La défense de Patrick Bruel
Contactés par Le Parisien, les avocats de Patrick Bruel évoquent une « relation épisodique » entre le chanteur et Flavie Flament dans les années 1990. Ils contestent les accusations portées par l’animatrice.

Toujours selon Le Parisien, les conseils de Patrick Bruel affirment qu’il n’a jamais drogué Flavie Flament et qu’il ne lui a « imposé aucun rapport ». Cette position s’inscrit dans la ligne de défense déjà exprimée par ses avocats dans d’autres dossiers.

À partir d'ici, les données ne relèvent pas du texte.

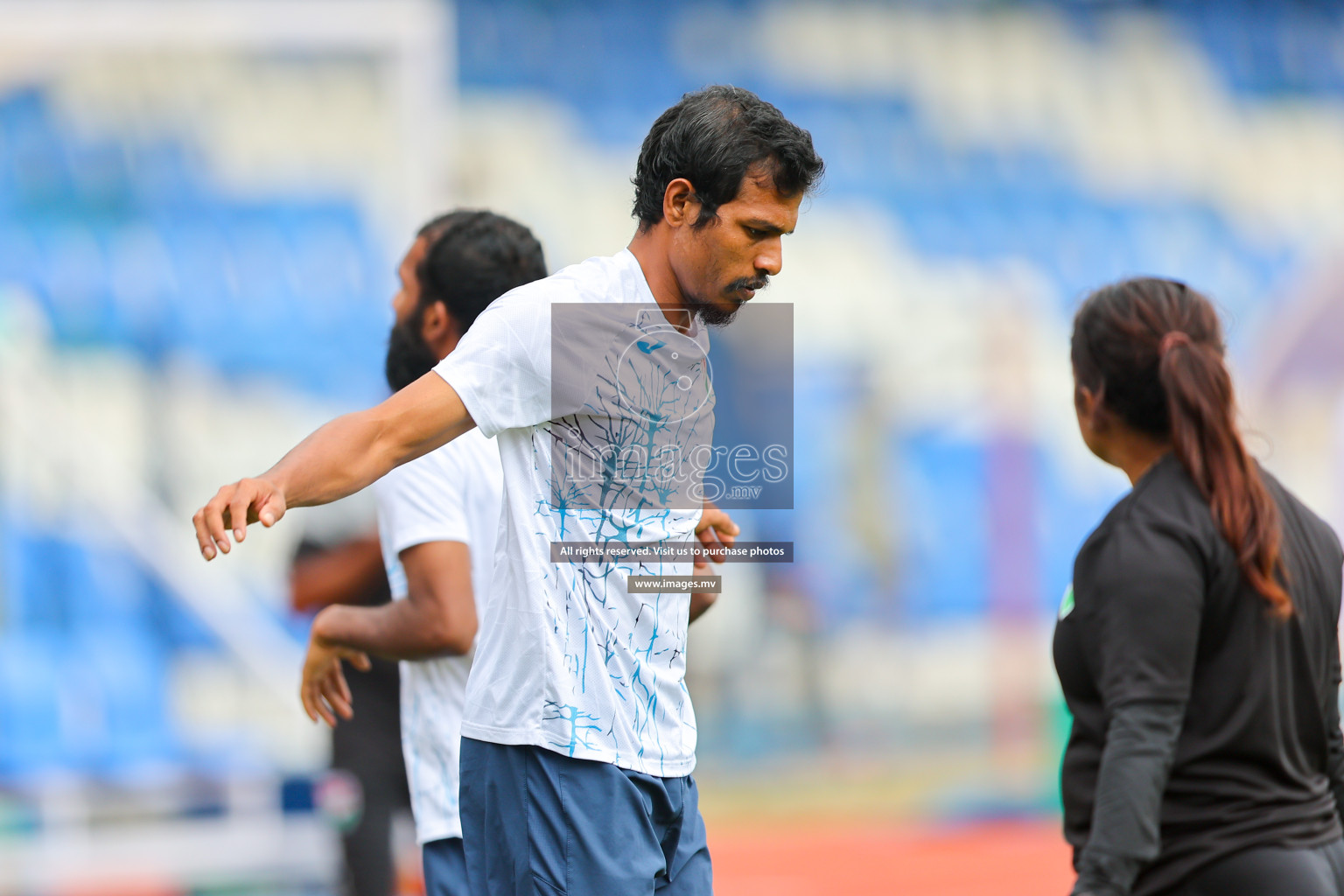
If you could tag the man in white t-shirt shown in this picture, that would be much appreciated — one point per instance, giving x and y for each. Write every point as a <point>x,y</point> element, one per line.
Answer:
<point>437,522</point>
<point>578,734</point>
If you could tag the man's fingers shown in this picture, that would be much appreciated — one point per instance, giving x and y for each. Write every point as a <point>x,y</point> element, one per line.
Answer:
<point>215,519</point>
<point>331,693</point>
<point>203,540</point>
<point>238,514</point>
<point>313,704</point>
<point>270,511</point>
<point>343,687</point>
<point>233,508</point>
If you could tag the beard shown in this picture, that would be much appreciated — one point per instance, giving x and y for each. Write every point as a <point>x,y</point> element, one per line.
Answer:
<point>714,316</point>
<point>409,356</point>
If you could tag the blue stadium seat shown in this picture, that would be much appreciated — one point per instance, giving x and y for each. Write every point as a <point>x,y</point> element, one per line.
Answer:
<point>32,704</point>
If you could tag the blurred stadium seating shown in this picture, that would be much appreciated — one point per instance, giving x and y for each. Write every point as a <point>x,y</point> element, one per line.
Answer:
<point>984,160</point>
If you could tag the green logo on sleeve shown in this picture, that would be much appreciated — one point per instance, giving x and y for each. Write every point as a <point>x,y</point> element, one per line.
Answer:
<point>1066,606</point>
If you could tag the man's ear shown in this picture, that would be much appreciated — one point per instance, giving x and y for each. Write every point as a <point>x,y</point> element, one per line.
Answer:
<point>680,206</point>
<point>438,328</point>
<point>1088,406</point>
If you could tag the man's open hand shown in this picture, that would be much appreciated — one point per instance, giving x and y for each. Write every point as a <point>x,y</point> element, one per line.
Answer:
<point>234,507</point>
<point>324,690</point>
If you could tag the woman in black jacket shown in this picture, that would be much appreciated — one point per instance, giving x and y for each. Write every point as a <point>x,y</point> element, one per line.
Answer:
<point>1198,645</point>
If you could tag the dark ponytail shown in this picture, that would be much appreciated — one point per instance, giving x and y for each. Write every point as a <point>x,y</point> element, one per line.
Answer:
<point>1153,349</point>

Les avocats citent aussi plusieurs rencontres ultérieures dans un cadre professionnel, notamment lors d’émissions de variétés sur TF1 dans les années 2000. Cet argument appartient à la défense et devra, le cas échéant, être examiné dans le cadre judiciaire.
Un dossier judiciaire plus large
Cette nouvelle plainte s’ajoute à un contexte déjà lourd. Le Monde rapportait en avril 2026 l’existence de trois enquêtes visant Patrick Bruel : à Paris, à Saint-Malo et en Belgique, pour des accusations de violences sexuelles.

Le Monde rappelait aussi que de précédentes enquêtes ouvertes en 2019 à Perpignan et Ajaccio avaient été classées sans suite en décembre 2020, en l’absence d’éléments permettant de caractériser une infraction pénale.